Macromolecules in ionic liquids: Progress, challenges, and opportunities

Ionic liquids (ILs) are ambient temperature molten salts and have attracted considerable attention because of their unique properties such as nonflammability, negligible volatility, high ionic conductivity, and thermal stability. Here, we show that the combinations of macromolecules with ILs as solvents and additives could offer new progress, challenges, and opportunities in polymer materials science. Compatible binary systems, where ILs are solidified (gelled) by polymers, can be used as ion-conducting polymer electrolytes (ion gels). The ion transport in ion gels is found to be decoupled from the segmental motion of the polymers, leading to relatively high ionic conductivities even at their glass transition temperatures.

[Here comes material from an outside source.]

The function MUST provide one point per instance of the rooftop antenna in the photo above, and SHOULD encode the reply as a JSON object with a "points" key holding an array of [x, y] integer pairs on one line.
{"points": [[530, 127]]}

The flexibility of the molecular design of ILs allows us to prepare many new ILs having electrochemical functionalities such as proton, electron, and lithium ion transport. The new ILs and their ion gels appear to be promising candidates as new materials for electrochemical applications. In contrast, certain combinations of macromolecules in ILs exhibit lower or upper critical solution temperature type phase separation by changing the temperature, where the phase separation temperatures are easily altered by the change in the polymer and IL structures. Moreover, cross-linked polymer gels in the ILs show reversible volume phase transition. The volume phase transition of polymer gels in ILs could usher in a new era of environmentally stable and smart gels since the swelling/shrinking behavior can be observed reversibly in an open atmosphere without the need to consider solvent evaporation, which is a serious drawback of conventional smart gel materials.